How to turn program strategy into effective execution

The ability to go from strategy to execution is essential for the successful delivery of business critical programs. Organisations are placing more emphasis and resources on good program management.

The team has been planning for months, and the strategy appears to be watertight. But, at the final and most crucial stages, your program falls apart. It’s something that happens all too often – around two-thirds of programs collapse, in fact, and many of those that do make it through are late.

The biggest reason for this? Poor execution.

Handled ineffectively, these programs can be a real drain on resources – or, even worse, a complete waste of time altogether. In order to get it right and maximise your return on investment, strategy must flow seamlessly into execution, with the same attention given to both.

It needn’t be difficult, either. The tips below will certainly help.


Make responsibilities clear

Successful programs are never the work of just one person – they require integrated teams of people, all pulling in the same direction, each with their own responsibilities. There should always be one member at the top, however; someone who is accountable.

This leader, who will ideally have program management experience, must have the capacity to make this program their main focus. It’s no good if they’re more concerned with their own job spec, and can only dedicate a small portion of their time to the program execution.

Ensure as well that the person accountable has easy access to everything that is happening, and that all other team members have a clear line of contact. They need to do more than just oversee – they must be involved.


Value communication

The importance of contact and communication cannot be overstated. Your team needs to work in absolute harmony with one another, on the same wavelength with the same overarching objectives.
Strong communication should also be the top priority when choosing your program leader. Their role, more than just telling people what to do, will be to act as a link between the CEO and the program. They must be ready and able to have frank conversations about what’s going on, what’s needed and whether the work is on schedule or not.

Someone already in a director role may have the kind of relationship that could be useful in this situation.


Respect everyone’s skills

While the overall goal will be relevant to everyone, each member of the team will have their own objectives to focus on, relating, of course, to their individual skills. And, for the team to be effective as a whole, everyone must bring something different to the table. It’s crucial that these skills and responsibilities are respected.
The program manager may believe something should be done in a certain way, but they must be able to trust the expert. They’re in this position for a reason – harness their power instead of micro-managing.
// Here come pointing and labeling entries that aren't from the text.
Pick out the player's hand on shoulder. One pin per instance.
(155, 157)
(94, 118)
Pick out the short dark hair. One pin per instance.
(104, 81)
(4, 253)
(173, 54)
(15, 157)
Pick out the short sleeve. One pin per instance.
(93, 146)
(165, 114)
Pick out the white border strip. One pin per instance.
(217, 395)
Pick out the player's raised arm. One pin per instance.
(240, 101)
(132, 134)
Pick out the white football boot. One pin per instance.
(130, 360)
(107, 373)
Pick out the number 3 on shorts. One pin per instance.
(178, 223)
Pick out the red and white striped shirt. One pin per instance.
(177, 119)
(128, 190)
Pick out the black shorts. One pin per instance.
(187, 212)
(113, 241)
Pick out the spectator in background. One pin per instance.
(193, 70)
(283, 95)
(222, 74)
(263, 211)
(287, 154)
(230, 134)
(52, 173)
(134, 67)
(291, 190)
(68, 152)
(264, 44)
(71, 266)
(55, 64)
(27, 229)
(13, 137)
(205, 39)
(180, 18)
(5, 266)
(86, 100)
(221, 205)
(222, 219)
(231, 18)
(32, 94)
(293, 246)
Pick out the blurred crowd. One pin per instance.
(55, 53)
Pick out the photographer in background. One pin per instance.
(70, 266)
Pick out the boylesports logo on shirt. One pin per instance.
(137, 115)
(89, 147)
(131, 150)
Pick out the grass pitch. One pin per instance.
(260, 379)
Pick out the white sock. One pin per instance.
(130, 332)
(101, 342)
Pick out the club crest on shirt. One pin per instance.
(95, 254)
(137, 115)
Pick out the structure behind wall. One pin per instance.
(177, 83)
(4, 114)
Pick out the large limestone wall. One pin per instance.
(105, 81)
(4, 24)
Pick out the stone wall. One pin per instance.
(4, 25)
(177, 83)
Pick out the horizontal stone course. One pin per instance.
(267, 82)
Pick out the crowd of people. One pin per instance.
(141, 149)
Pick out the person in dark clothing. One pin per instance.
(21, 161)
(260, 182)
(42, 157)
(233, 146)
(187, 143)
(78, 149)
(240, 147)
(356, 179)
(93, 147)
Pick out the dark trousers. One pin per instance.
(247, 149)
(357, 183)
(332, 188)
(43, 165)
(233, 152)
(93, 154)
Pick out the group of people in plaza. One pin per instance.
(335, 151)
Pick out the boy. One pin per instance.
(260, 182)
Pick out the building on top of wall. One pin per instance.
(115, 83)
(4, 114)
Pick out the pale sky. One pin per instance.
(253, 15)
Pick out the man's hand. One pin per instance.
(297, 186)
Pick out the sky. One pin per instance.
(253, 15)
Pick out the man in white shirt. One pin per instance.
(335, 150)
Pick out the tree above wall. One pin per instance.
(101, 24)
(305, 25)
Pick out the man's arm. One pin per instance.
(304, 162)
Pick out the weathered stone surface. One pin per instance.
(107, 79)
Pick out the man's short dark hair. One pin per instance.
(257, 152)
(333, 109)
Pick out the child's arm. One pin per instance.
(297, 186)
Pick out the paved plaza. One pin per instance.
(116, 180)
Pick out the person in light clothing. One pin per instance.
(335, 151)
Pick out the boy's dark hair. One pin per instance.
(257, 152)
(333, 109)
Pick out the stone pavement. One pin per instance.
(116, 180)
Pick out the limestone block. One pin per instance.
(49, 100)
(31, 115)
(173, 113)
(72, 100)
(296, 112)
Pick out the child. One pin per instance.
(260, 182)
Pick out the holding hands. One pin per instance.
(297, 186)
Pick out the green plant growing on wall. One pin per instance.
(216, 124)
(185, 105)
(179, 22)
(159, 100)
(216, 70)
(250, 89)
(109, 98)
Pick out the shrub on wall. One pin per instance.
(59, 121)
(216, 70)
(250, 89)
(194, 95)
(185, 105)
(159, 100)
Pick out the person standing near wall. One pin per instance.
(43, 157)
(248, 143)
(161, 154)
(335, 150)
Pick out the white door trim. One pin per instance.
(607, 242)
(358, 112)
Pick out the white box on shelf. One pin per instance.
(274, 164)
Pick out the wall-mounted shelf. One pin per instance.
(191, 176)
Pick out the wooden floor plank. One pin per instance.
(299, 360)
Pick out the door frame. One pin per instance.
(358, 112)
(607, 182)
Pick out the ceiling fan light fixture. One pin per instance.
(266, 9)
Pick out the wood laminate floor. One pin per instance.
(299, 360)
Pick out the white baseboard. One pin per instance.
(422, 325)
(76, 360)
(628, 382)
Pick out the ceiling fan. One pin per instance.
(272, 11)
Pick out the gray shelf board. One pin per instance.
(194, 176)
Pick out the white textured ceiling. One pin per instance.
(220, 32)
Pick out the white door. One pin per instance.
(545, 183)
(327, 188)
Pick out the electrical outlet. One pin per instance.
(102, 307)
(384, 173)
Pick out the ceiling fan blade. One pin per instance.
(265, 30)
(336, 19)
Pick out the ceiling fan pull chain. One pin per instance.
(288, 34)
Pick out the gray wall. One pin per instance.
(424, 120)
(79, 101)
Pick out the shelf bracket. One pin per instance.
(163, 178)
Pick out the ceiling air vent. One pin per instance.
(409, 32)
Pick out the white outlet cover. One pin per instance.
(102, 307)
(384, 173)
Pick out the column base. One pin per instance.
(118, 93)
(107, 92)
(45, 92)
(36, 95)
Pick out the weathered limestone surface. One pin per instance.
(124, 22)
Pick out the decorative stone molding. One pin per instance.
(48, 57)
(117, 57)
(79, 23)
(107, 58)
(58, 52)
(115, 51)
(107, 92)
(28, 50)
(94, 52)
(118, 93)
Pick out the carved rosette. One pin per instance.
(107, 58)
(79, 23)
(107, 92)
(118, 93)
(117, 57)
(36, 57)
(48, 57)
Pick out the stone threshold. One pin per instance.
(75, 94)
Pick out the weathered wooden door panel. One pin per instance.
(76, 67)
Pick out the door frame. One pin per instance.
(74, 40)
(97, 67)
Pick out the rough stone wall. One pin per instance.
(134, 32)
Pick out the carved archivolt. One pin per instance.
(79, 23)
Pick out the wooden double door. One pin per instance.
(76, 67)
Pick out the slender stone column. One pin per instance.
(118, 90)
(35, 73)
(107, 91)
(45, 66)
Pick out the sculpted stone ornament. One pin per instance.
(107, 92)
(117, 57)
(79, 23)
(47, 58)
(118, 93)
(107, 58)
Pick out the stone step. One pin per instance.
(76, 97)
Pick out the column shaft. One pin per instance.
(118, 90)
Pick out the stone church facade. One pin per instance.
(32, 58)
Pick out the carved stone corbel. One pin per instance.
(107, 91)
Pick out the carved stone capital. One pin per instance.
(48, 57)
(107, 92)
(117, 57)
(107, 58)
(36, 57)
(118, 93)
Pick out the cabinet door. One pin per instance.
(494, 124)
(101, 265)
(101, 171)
Appreciate the importance of program management

Above all, give program management – and more specifically, execution – the attention it deserves. It shouldn’t just be a concept that comes up every time a new program starts. It’s something that takes time to master and it must be considered at all times.

The ability to go from strategy to execution effectively, not just in the technical workstreams but across all parts of the business, is hugely valuable; especially at a time when businesses are searching frantically for ways to differentiate themselves and get ahead of the competition. An increasing number of organisations are placing it alongside finance and marketing in terms of importance, with some even allocating permanent teams to it. You may not need to go quite so far, but take inspiration at least.

Don’t be afraid to bring in help, either. Especially, if you’re facing a complex, business-critical program challenge.  Smaller companies can still give the necessary attention to program management without stretching their resources or asking people to take on responsibility beyond their skills and experience. Costs of delay are orders of magnitude larger than any fee you pay for expert help.